Prévisions du Conference Board - Montréal remonte la pente

Le Conference Board s’attend à ce que la croissance montréalaise de 1,2 % observée en 2004 s’accélère à 2,9 % cette année.
Photo: Pascal Ratthé Le Conference Board s’attend à ce que la croissance montréalaise de 1,2 % observée en 2004 s’accélère à 2,9 % cette année.

Après s'être classée première au palmarès de la performance économique des 18 centres urbains du pays l'an dernier, la région du Saguenay connaît un passage à vide dans le secteur de la fabrication qui l'entraînera au fond du baril en 2005. C'est l'avis du Conference Board du Canada, selon lequel la province dans son ensemble s'appuiera en bonne partie sur le secteur des services, y compris le tourisme, pour atténuer les incertitudes liées aux exportations. Pour Montréal, il en résultera un bond de dix places, à la 6e.

La lecture qu'a faite le Conference Board hier dans sa Note de conjoncture métropolitaine — Printemps 2005 débouche sur une croissance économique québécoise identique à celle du pays, soit 2,5 % cette année et 2,8 % en 2006, notamment en raison de l'amélioration du revenu disponible et des faibles taux d'intérêt.

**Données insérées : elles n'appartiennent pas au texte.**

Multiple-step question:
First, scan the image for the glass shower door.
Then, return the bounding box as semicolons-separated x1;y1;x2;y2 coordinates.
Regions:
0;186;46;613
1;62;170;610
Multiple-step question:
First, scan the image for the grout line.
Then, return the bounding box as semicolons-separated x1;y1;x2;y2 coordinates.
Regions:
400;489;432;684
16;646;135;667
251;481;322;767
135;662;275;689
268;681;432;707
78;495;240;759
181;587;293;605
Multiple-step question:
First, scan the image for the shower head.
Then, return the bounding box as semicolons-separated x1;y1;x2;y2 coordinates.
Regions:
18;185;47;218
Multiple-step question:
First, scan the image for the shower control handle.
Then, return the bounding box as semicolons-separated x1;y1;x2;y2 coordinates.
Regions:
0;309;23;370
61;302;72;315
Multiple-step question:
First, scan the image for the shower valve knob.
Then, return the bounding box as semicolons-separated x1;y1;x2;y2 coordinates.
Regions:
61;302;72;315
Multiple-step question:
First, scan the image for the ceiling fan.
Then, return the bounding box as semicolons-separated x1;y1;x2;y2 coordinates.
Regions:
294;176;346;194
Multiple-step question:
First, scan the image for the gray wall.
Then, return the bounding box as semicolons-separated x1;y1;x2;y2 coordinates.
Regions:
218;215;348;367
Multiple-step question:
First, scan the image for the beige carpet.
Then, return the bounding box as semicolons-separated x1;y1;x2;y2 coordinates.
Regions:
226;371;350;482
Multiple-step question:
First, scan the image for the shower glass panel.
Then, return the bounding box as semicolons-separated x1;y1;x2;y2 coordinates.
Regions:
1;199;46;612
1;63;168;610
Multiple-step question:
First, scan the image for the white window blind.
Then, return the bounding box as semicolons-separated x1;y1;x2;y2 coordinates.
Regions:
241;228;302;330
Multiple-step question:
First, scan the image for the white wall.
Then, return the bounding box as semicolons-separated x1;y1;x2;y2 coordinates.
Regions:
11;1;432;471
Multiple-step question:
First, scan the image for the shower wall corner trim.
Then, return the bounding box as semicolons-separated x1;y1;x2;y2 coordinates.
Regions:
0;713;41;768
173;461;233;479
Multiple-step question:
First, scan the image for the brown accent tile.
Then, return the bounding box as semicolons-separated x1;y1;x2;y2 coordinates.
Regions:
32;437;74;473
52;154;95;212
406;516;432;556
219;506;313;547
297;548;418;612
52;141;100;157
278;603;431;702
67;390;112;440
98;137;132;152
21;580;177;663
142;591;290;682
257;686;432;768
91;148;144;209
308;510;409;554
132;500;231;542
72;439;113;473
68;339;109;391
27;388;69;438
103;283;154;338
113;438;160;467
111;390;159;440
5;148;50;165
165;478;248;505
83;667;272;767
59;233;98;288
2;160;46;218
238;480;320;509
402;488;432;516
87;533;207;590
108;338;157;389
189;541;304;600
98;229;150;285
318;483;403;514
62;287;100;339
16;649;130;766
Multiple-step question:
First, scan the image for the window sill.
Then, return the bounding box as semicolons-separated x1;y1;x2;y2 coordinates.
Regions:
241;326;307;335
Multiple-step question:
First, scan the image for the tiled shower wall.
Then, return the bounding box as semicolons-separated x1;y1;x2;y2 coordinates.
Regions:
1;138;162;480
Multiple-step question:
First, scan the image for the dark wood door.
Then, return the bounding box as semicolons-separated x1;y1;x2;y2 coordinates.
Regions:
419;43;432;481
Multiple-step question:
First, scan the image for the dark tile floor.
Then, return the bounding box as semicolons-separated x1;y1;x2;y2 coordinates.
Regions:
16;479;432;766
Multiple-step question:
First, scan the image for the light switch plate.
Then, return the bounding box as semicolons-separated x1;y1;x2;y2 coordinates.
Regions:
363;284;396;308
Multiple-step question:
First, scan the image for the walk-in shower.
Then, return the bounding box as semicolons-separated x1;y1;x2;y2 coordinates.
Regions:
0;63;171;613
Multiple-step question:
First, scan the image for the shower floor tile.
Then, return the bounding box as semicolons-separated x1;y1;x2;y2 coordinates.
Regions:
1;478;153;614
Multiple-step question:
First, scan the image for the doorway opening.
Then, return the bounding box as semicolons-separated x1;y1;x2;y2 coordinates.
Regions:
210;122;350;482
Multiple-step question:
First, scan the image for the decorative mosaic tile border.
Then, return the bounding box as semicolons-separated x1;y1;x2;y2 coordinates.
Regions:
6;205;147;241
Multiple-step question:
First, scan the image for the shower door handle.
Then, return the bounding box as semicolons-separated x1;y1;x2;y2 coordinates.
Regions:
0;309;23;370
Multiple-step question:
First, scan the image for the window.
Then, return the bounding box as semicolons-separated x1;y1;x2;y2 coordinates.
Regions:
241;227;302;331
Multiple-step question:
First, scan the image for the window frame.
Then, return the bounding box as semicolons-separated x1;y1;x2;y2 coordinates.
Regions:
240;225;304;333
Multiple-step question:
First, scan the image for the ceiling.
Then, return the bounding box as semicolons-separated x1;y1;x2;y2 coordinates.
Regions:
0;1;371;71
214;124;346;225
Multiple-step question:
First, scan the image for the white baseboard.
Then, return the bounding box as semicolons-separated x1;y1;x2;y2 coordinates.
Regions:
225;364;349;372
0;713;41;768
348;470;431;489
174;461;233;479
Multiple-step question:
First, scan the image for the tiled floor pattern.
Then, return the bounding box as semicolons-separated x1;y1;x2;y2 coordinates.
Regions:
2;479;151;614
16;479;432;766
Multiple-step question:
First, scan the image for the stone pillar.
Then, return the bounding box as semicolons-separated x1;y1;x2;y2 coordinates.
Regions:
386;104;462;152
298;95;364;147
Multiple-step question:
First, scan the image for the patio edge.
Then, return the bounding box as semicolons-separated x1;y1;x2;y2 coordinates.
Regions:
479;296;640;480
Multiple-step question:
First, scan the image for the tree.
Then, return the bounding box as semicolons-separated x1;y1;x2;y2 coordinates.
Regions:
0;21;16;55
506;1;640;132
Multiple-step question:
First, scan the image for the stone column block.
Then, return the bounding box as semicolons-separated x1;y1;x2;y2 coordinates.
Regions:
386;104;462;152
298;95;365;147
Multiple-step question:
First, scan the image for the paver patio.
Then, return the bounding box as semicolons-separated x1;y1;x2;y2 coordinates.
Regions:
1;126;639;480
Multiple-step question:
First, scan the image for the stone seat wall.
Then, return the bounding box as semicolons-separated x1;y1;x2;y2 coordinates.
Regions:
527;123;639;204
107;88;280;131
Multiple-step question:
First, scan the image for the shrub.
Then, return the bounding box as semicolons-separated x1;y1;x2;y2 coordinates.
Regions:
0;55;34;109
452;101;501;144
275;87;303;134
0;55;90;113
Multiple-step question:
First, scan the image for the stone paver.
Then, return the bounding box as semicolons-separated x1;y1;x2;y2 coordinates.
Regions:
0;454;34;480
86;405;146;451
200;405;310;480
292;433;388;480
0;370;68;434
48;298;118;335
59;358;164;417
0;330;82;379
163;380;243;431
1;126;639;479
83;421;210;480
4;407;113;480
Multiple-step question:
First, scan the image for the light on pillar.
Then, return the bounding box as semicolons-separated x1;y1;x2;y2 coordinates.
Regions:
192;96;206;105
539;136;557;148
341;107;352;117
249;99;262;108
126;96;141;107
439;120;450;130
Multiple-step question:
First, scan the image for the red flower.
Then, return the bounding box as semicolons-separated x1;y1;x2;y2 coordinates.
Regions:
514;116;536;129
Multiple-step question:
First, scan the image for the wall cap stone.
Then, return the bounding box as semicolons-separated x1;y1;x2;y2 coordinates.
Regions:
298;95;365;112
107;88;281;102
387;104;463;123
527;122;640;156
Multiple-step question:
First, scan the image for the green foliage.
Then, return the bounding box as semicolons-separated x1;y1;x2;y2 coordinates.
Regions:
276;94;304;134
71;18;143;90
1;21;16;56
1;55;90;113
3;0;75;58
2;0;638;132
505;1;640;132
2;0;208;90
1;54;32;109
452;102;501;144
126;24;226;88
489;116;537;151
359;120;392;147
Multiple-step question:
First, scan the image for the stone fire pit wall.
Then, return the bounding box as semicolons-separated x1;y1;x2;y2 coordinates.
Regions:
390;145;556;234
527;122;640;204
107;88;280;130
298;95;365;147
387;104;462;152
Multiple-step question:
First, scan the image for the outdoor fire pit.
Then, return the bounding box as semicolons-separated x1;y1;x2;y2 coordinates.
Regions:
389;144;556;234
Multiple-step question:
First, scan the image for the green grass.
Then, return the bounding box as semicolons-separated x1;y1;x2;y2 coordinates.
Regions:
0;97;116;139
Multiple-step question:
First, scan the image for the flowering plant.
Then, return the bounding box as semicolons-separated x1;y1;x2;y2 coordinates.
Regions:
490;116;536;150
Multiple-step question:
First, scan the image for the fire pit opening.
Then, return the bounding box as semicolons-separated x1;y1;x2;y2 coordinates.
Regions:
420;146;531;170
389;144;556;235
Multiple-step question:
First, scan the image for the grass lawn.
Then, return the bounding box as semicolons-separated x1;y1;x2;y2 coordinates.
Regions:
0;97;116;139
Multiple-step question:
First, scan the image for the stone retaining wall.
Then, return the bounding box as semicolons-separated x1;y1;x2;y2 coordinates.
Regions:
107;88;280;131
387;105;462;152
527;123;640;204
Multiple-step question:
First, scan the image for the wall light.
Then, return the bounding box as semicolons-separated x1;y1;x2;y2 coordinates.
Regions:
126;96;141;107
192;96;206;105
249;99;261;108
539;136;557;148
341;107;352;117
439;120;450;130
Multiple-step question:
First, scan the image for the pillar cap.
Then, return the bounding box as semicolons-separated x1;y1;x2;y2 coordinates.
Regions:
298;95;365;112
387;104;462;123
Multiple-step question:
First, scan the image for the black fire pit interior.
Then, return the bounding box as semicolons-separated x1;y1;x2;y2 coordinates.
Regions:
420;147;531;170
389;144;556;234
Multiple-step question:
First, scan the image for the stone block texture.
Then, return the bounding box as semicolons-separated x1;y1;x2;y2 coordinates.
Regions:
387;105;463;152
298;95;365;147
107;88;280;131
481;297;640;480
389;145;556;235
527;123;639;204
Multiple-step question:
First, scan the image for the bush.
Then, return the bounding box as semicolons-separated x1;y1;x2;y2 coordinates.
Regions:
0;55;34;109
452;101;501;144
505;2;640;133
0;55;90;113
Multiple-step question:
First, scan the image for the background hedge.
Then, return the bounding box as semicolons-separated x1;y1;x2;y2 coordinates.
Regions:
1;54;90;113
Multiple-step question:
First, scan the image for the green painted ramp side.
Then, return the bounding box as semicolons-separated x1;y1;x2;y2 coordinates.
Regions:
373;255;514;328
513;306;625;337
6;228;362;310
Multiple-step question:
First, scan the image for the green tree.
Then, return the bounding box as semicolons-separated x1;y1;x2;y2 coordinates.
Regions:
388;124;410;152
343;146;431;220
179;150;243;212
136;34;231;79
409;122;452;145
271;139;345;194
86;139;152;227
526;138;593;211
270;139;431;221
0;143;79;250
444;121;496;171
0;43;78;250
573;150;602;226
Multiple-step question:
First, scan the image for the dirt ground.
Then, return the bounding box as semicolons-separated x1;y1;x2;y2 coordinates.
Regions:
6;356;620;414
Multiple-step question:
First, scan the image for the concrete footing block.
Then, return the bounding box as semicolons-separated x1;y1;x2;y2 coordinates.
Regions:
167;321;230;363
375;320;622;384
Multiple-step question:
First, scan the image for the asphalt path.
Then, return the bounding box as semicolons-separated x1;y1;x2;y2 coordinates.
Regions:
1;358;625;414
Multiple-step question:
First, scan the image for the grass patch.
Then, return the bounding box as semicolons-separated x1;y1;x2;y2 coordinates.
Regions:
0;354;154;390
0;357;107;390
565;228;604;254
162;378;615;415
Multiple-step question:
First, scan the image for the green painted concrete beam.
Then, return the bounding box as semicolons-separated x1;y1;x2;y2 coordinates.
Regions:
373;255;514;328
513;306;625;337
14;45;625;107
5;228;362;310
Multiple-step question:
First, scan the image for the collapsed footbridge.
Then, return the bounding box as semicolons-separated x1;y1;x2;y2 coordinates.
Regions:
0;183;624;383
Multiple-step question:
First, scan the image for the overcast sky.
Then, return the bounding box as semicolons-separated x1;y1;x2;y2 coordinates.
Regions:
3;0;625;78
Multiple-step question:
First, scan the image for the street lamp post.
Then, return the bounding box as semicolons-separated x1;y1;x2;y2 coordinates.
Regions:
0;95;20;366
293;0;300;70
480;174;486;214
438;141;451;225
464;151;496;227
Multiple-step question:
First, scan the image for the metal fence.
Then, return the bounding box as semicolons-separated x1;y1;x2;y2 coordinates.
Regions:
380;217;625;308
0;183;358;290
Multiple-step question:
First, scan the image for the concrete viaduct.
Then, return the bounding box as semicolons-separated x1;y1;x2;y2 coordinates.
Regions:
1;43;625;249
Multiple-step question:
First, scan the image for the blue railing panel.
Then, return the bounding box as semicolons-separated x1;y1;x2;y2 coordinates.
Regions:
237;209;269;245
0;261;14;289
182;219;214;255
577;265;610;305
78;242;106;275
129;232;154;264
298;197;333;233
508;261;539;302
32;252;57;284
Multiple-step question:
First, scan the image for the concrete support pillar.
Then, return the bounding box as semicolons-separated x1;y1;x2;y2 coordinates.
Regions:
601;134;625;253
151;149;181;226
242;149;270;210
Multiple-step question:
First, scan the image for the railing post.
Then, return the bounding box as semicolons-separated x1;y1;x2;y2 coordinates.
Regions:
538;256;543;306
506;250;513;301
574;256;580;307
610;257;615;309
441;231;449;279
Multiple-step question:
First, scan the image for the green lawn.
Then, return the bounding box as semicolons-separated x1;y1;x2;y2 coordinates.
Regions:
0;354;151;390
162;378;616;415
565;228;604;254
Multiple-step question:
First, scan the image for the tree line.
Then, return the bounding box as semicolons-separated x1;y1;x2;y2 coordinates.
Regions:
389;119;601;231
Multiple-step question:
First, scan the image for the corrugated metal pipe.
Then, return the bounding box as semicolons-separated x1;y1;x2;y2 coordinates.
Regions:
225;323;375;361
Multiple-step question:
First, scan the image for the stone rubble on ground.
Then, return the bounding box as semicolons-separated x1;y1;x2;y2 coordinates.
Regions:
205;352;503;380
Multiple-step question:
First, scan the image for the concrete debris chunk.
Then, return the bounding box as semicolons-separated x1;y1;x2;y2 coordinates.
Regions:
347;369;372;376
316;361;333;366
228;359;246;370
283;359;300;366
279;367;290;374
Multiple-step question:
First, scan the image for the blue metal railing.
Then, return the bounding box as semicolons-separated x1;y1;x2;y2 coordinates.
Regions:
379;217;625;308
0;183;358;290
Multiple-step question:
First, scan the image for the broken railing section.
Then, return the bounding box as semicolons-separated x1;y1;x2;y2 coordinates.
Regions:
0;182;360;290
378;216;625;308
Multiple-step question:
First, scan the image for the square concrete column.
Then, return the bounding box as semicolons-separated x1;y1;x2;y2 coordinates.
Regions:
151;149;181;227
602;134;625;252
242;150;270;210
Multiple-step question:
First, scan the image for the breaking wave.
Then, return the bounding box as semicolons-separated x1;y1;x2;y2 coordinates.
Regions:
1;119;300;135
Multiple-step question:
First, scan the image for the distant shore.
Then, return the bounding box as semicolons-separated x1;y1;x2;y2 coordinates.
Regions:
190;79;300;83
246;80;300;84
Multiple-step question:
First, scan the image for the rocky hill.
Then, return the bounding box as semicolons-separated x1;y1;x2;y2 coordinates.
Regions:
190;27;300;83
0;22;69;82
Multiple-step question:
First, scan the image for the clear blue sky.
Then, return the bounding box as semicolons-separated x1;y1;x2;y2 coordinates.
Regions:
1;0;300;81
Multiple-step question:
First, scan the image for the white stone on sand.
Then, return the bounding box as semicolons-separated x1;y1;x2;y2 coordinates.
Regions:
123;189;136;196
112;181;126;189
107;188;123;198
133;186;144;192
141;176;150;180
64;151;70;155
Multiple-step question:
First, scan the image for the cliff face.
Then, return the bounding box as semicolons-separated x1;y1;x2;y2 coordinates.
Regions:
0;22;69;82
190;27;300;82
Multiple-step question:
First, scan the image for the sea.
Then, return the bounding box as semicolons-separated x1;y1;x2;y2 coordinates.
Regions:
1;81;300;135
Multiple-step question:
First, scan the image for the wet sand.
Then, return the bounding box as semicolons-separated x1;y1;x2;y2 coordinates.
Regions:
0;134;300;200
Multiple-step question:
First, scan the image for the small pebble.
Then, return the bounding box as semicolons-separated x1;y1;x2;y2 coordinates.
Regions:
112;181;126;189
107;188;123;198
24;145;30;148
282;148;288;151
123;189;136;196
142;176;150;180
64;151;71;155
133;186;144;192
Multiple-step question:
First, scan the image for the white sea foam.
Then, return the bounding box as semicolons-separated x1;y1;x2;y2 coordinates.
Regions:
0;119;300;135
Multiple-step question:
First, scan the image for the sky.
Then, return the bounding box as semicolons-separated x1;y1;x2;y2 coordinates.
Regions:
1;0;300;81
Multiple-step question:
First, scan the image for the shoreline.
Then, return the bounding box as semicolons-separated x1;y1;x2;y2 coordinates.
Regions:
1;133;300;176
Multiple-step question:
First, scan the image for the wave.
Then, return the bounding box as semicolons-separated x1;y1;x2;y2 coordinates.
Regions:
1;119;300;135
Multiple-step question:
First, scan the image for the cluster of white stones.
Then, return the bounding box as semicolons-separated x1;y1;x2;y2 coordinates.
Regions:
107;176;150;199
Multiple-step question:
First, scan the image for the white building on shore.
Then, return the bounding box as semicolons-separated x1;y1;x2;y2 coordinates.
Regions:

Dans le cas de Montréal, qui essuiera d'ici quelques mois environ 800 mises à pied chez le fabricant de composants électroniques Viasystems et 1400 chez Bombardier Aéronautique, le Conference Board s'attend à ce que la vigueur du secteur des services — dont le tourisme, la vente au détail et le commerce de gros — serve de locomotive. Le groupe de recherche s'attend à ce que la cadence montréalaise de 1,2 % observée en 2004 s'accélère à 2,9 % cette année.

Des incertitudes

Mais il existe quelques incertitudes, dit le Conference Board. Car après une accalmie de construction en 2005, un délai dans la mise en oeuvre des mégahôpitaux de l'Université de Montréal et de l'université McGill, deux projets de un milliard chacun, «compromettrait la reprise du secteur [de la construction] l'an prochain». Parmi les risques positifs, elle mentionne la possibilité que Bombardier Aéronautique assemble ses avions de série C à Montréal, ce qui «créerait directement jusqu'à 2500 emplois».

Mais alors que le secteur manufacturier de la métropole demeure solide malgré tout, dit le Conference Board, il pose carrément problème au Saguenay. Après une cadence économique de 4,6 % et 6,3 % en 2003 et 2004, deux années de rattrapage, le rythme ralentira à 0,3 % en 2005.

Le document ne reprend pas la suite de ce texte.